Backend	Mode	Response	Client Behavior
Disk	—	ImmichFileResponse	Express sends the local file directly
S3	redirect	ImmichRedirectResponse	HTTP 302 to a presigned URL; client fetches from S3
S3	proxy	ImmichStreamResponse	Server streams S3 data through to the client

Presigned URLs expire after IMMICH_S3_PRESIGNED_URL_EXPIRY seconds (default 3600). The S3 backend uses forcePathStyle: true when a custom endpoint is configured, which is required for MinIO, DigitalOcean Spaces, and similar providers.

Upload Flow

When S3 is the write backend, uploads follow this path:

1. File is uploaded to a local temp directory (standard NestJS multipart handling).
2. The storage template generates a relative key for the S3 object.
3. The file is uploaded to S3 using the @aws-sdk/lib-storage Upload class (supports automatic multipart for large files).
4. The database is updated with the relative path.
5. A cleanup job deletes the local temp file.
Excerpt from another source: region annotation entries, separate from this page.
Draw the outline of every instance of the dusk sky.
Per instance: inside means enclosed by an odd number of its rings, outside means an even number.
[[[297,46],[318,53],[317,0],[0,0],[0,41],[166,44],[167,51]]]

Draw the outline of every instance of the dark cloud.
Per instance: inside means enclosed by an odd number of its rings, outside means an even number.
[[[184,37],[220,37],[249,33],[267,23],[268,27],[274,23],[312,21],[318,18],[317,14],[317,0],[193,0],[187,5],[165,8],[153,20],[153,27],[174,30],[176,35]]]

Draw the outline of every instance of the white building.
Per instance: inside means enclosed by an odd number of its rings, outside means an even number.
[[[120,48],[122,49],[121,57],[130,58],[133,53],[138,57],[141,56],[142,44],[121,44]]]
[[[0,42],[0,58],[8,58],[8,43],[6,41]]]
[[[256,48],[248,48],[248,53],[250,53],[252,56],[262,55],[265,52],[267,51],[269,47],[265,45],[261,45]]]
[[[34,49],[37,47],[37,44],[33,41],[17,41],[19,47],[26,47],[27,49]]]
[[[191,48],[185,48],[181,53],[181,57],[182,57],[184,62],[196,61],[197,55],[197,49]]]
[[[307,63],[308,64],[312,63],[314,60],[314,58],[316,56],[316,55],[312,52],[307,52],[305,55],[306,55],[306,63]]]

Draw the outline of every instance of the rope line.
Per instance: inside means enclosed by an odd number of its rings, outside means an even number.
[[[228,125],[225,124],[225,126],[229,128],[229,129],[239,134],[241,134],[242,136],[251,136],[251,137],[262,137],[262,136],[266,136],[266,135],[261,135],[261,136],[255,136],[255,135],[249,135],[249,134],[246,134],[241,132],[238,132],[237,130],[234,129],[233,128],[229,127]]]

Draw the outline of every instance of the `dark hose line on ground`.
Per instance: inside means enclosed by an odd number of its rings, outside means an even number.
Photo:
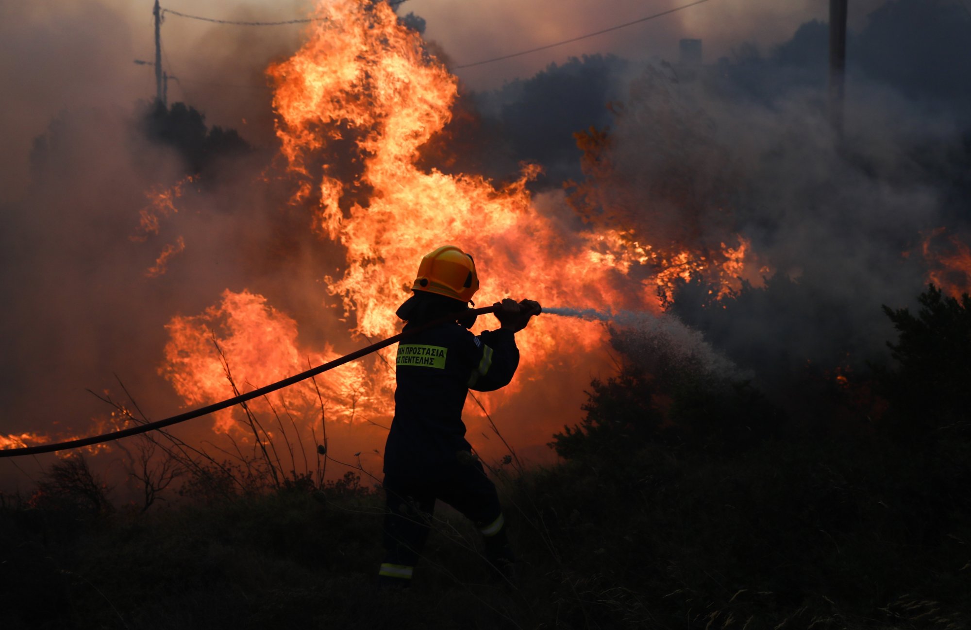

Profile images (both user-uploaded and OAuth-synced) follow the same pattern: the file is written to disk first, then uploaded to S3 if the write backend is S3, and the local temp file is cleaned up.

For operations that require filesystem access (ffmpeg transcoding, exiftool metadata extraction), the S3 backend provides a downloadToTemp() method that streams the object to a local temp file and returns a cleanup function.